Unlike most sewer pipes, this one is under pressure to force waste up to a nearby sewer station. It cannot be turned off without backing up the entire system.

There are trucks and other equipment on site trying to mitigate the raw sewage smell that people are still smelling while walking by.

LaClaire says the bypass will allow them to shut off the broken pipe and stop the flow of waste.

“That can, kind of, be in place for a good amount of time. It will actually be a buried pipe under Main Street and then will be at the surface at its connections so people will see it, but it won’t, you know, be nearly as disruptive,” he said.

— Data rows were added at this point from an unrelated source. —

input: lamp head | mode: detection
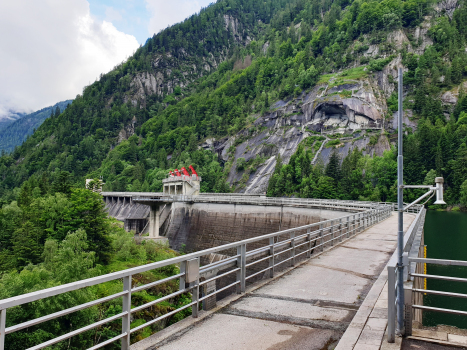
[433,177,446,205]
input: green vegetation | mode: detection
[0,179,185,349]
[0,100,73,153]
[5,0,467,349]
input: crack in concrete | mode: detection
[310,262,378,281]
[223,307,354,332]
[247,293,361,312]
[342,245,391,255]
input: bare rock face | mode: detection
[117,117,137,144]
[409,16,436,55]
[441,91,457,105]
[221,69,397,193]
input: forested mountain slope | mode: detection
[0,0,467,349]
[0,100,72,153]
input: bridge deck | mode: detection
[132,213,415,350]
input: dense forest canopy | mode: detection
[0,0,467,349]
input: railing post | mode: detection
[346,216,350,238]
[388,266,396,343]
[339,218,343,242]
[269,237,274,278]
[0,309,6,350]
[319,224,324,251]
[404,282,413,336]
[191,278,199,318]
[122,275,131,350]
[352,214,357,236]
[331,220,334,246]
[237,244,246,294]
[290,232,295,266]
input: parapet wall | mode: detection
[167,203,349,252]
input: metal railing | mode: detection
[404,257,467,322]
[0,204,393,350]
[388,205,467,342]
[387,206,426,343]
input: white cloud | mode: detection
[0,0,139,118]
[105,6,123,22]
[146,0,215,36]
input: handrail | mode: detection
[387,206,426,343]
[0,203,393,350]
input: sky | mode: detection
[0,0,213,119]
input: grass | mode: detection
[341,66,368,80]
[325,139,341,148]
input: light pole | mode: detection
[397,68,404,334]
[397,68,446,335]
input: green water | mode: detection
[423,211,467,328]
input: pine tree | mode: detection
[325,151,341,181]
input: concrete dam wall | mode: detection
[166,203,349,252]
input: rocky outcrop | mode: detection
[435,0,459,20]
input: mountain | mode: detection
[0,0,467,204]
[0,110,27,130]
[0,100,73,153]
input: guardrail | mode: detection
[387,206,426,343]
[0,204,393,350]
[404,257,467,322]
[387,209,467,342]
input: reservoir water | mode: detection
[423,210,467,329]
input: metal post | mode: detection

City engineers say this incident is unusual. This pipe is only 25 years old while its service life is supposed to be 100 years. A failure like this in the pipe is something that needs to be investigated and may mean a redesign for the sewer system in that area.

“What that will allow us to do is actually take the time we need to do the repair. To, kind of like, look at the full extent, maybe look at what the cause is, what kind of result would create this failure, how it fails,” LaClaire said.

LaClaire says that the stench, wastewater and vacuum trucks, should be gone by the end of next week when the bypass is in place, but a timeline on when repairs on the original pipe will be completed is not confirmed.

-With files from Hana Mae Nassar and Charles Brockman.